The Medical Marijuana Magazine


Federal Judge Permits Continued Distribution of Medical Marijuana in Northern California


Associated Press Writer

Monday, August 31, 1998

Breaking News Sections

(08-31) 21:20 EDT SAN FRANCISCO (AP) -- A federal judge on Monday rejected Oakland's attempt to shield its medical marijuana club from federal drug laws by making it part of city government, but refused to order the immediate shutdown of clubs in Oakland and two other cities.

Instead, U.S. District Judge Charles Breyer said he may allow a jury to decide whether patients at the clubs need marijuana to relieve pain and survive treatment for cancer, AIDS and other illnesses.

Breyer rejected both a request by the Oakland Cannabis Buyers' Cooperative to dismiss the federal government's suit and a motion by the government to declare the clubs in contempt of court and close them without a trial. The other two clubs are in Ukiah and the Marin County community of Fairfax.

The judge tentatively scheduled a hearing Sept. 28 on whether there should be a trial, and allowed the clubs to remain open at least until then.

The clubs sprang up around California after passage of Proposition 215, the November 1996 initiative that allows seriously ill patients to grow and use marijuana for pain relief, with a doctor's recommendation, without being prosecuted under state law.

But many of the clubs have been shut down through the efforts of Attorney General Dan Lungren, who obtained state court rulings limiting the scope of Proposition 215, and the Clinton administration's Justice Department, which sued six clubs to enforce federal laws against marijuana distribution.

Breyer issued an injunction in May prohibiting the six Northern California clubs from distributing marijuana while the government's suit was pending.

Three of the clubs have remained open, including the Oakland club, which claims 2,000 members.

``We're going to remain open,'' the club's director, Jeff Jones, said after Monday's hearing. ``We feel what we're doing is a necessity to these patients.''

The club had hoped to win immunity from federal prosecution as a result of Oakland's apparently unprecedented action Aug. 13, previously authorized by the City Council, declaring club officials to be city agents who were distributing marijuana to patients on the city's behalf.

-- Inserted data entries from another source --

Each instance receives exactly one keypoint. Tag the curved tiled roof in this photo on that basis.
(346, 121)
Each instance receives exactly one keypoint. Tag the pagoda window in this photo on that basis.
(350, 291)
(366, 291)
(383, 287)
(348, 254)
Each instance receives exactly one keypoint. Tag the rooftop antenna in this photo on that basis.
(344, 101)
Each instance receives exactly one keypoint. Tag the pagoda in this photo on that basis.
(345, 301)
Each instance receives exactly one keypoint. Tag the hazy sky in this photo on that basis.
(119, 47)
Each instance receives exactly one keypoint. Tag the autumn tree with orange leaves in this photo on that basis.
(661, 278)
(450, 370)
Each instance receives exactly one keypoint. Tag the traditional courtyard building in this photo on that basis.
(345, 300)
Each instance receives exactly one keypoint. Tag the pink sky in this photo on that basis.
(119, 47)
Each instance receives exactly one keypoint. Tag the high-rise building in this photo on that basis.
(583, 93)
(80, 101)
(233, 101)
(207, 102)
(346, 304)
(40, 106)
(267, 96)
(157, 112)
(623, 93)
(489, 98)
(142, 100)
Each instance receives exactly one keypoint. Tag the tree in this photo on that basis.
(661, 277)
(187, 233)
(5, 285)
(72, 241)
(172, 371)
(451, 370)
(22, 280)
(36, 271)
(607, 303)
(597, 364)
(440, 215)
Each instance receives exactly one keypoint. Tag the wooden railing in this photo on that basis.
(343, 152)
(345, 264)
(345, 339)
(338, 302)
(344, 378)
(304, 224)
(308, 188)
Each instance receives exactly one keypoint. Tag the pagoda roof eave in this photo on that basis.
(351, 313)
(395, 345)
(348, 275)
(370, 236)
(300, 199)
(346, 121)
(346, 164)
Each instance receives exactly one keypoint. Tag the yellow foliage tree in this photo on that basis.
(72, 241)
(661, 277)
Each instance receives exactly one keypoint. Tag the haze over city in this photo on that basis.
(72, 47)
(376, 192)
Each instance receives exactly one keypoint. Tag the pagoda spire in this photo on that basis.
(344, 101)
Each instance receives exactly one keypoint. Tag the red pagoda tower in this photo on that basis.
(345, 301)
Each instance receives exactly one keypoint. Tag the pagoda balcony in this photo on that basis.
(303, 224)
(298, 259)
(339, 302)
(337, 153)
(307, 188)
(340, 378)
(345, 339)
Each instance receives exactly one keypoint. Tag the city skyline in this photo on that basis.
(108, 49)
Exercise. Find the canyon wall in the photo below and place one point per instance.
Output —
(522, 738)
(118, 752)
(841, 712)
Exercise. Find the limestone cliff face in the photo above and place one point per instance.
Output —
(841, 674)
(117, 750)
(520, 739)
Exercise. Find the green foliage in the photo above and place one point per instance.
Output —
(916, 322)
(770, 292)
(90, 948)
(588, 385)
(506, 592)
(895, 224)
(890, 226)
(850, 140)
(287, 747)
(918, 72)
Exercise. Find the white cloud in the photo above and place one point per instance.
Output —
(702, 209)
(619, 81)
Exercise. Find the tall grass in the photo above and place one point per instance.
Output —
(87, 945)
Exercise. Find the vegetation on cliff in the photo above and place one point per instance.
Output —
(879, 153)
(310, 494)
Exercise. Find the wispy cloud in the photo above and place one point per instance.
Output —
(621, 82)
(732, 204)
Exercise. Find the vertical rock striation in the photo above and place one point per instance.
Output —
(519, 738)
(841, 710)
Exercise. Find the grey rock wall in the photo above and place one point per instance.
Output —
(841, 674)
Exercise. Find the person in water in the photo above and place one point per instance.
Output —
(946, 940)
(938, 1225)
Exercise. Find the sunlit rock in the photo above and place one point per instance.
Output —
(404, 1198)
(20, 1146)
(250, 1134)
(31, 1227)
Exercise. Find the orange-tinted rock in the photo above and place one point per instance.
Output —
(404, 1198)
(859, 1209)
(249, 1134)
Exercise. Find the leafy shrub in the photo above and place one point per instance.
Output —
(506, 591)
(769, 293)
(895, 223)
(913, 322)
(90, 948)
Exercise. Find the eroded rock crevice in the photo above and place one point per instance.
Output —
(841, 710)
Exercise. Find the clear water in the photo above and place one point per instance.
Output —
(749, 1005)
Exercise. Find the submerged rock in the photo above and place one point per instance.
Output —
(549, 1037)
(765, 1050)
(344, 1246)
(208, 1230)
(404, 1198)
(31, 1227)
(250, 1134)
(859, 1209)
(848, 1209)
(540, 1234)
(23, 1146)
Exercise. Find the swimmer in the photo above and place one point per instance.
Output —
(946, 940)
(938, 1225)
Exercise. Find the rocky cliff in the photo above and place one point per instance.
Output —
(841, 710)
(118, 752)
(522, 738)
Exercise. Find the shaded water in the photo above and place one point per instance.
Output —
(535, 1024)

In court, the club invoked a federal drug law that protects state and local officers from legal liability while legally enforcing drug-related laws.

That law was intended to shield police from prosecution for undercover drug transactions, but its wording also covers city agents who distribute medical marijuana, argued Gerald Uelmen, a Santa Clara University law professor representing the club.

``We're not dealing with a subversive effort to undercut the government's drug war,'' Uelmen said. ``This is a careful and good-faith effort to implement the will of the people, consistent with federal law.'' Breyer called the argument ``creative'' but ``not persuasive.'' He said club employees are not legally enforcing a drug-related law when their ``purpose is to violate federal law.''

Uelmen said the club would appeal the ruling, though he did not know whether an immediate appeal was possible. But Breyer rejected government lawyers' arguments that there was conclusive evidence the clubs were violating his injunction and should be shut down immediately.

The judge said he may order a jury trial on the issue of `"medical necessity'': the clubs' claim that violation of a federal drug law was the only way to pain that was serious, and in some cases life-threatening. He did not rule on the government's argument that a club would have to be closed if necessity could not be proven for every one of its patients.